Pikiran Wafa terus saja dipenuhi prasangka. Yang lebih buruk adalah prasangka jika ciuman itu sebuah ciuman perpisahan. Endra kan mengatakan kalau dia tidak bisa menemuinya hari ini. Itu seperti sebuah tanda jika Endra tidak akan menemuinya lagi selama-lamanya. Tadi malam kan Endra tiba-tiba langsung ingin pulang saat ditanya tentang pekerjaan. Mungkinkah Endra tersadar bahwa dia telah melakukan kesalahan dan membuang-buang waktunya yang berharga? Wafa menyalahkan dirinya sendiri karena telah mengingatkan Endra tentang pekerjaan.

Memang Endra mengatakan akan menghubunginya hari ini. Tapi Wafa tau pasti bahwa banyak sekali pria menggunakan janji tersebut sebagai ucapan selamat tinggal. Oleh karena itu, Wafa tidak bisa berkonsentrasi pada pekerjaannya. Dia begitu gelisah menunggu telepon dari Endra. Sudah jam lima sore dan belum ada panggilan atau bahkan SMS dari Endra. Jika Endra tidak menelepon, berarti semua berakhir dengan cerita sedih.
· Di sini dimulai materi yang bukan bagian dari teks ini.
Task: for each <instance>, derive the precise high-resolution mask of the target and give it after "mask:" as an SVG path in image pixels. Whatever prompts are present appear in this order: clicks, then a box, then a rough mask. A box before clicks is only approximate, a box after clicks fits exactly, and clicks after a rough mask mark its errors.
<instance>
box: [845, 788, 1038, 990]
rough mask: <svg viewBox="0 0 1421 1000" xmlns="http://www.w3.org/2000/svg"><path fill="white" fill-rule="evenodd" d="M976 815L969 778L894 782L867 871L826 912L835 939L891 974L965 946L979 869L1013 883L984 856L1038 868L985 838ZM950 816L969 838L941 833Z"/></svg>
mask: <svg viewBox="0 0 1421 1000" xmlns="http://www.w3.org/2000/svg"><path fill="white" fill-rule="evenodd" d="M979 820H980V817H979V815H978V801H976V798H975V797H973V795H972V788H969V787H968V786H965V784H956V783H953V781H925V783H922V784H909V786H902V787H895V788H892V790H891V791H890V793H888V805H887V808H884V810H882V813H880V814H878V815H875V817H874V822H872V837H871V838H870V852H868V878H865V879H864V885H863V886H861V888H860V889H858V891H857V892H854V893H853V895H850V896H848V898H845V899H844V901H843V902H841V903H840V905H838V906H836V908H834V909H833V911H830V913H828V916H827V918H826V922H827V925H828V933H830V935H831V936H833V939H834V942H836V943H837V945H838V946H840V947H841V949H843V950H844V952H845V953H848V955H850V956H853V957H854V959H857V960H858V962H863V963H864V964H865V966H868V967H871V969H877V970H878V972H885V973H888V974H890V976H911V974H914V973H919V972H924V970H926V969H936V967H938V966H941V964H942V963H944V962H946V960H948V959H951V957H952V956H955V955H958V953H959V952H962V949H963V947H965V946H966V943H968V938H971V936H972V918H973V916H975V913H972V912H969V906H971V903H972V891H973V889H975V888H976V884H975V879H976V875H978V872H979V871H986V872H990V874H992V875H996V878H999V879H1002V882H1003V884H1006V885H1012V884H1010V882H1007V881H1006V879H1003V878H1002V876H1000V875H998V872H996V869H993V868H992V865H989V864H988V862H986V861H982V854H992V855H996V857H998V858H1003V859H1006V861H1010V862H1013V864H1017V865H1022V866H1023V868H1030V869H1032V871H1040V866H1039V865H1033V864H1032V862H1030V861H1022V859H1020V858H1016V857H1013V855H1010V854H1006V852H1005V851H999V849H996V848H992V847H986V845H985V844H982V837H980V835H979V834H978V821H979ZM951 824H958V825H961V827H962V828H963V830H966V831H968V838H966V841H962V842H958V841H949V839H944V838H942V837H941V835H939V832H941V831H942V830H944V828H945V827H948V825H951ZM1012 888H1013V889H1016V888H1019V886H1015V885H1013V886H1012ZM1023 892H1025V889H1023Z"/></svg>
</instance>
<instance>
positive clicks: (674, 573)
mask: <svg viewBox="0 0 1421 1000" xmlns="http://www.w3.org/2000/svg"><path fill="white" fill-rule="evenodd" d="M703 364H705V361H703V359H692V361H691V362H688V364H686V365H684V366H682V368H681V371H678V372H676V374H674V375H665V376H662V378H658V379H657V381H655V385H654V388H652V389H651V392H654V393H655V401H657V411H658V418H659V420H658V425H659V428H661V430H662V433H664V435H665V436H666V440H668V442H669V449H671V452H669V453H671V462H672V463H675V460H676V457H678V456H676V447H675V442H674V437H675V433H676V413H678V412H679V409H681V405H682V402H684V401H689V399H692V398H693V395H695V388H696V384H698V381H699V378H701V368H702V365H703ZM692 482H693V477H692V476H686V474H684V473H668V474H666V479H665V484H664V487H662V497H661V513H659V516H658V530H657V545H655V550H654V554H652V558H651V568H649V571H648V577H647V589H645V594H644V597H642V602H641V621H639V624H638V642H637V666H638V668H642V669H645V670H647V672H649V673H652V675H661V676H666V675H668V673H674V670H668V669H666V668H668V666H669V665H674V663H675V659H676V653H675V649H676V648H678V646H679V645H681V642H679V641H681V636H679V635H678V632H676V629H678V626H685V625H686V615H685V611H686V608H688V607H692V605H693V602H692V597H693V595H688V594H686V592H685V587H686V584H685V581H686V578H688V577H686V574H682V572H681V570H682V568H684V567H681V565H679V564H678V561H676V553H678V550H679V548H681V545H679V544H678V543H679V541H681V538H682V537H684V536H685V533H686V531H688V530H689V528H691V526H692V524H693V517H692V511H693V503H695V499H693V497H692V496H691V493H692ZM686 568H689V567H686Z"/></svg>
Ditempat lain Endra begitu sibuk dengan pekerjaannya yang menumpuk. Harus diakui bahwa kencannya dengan Wafa beberapa hari ini memang sedikit mengganggu jadwal kerjanya sehingga banyak kerjaan yang terabaikan.

“Kamu nggak kencan sama gadis spesial kamu?” Sigra langsung masuk ruangan Endra tanpa mengetuk.

“Nggak.” Endra menjawab singkat sambil terus bekerja dengan laptopnya.

“Tumben, biasanya jam segini udah ga sabar mau kencan. Udah ilang nafsunya?” Sigra yang tidak pernah berhenti dengan sindirannya duduk di depan meja Endra.

“Aku harus meeting.” Endra masih saja sibuk dengan laptopnya.

“Masih peduli sama kerjaan?” Sigra memperhatikan dokumen-dokumen yang berantakan di meja.

“Kerjaan itu nomor 1.”

“Berarti Wafa nomor 2 dong? Kasian… Kalau tau, dia pasti nangis sekarang.” Sigra memperlihatkan muka yang dibuat sedih.

“Ya ampun.” Endra menjadi teringat dengan janjinya. Pasti Wafa sedang menunggu telponnya saat ini. Dia segera mengambil handphonenya. Tapi sebelum menelpon, “Awas aku dah janji mau telfon Wafa.” Endra mengusir Sigra.

Sigra menunjuk dirinya sendiri.

“Iya .. keluar sana.” Bukan hanya mulut, tangan Endra pun memperlihatkan pengusiran.

Sigra melangkah keluar. Sungguh aneh. Biasanya Endra justru senang menelpon wanita di depan Sigra. Endra senang memamerkan kemesraannya dengan wanita. Tapi kali ini… dia ingin privacy.

Wafa yang sedari tadi menunggu dengan khawatir begitu gembira melihat siapa yang menelponnya. Dia sampai melompat ketika melihat nama Endra di layar handphonenya. Kegelisahannya langsung hilang seketika.

“Halo.” Wafa menjawab dengan setenang mungkin. Dia berusaha keras menahan emosinya yang meluap.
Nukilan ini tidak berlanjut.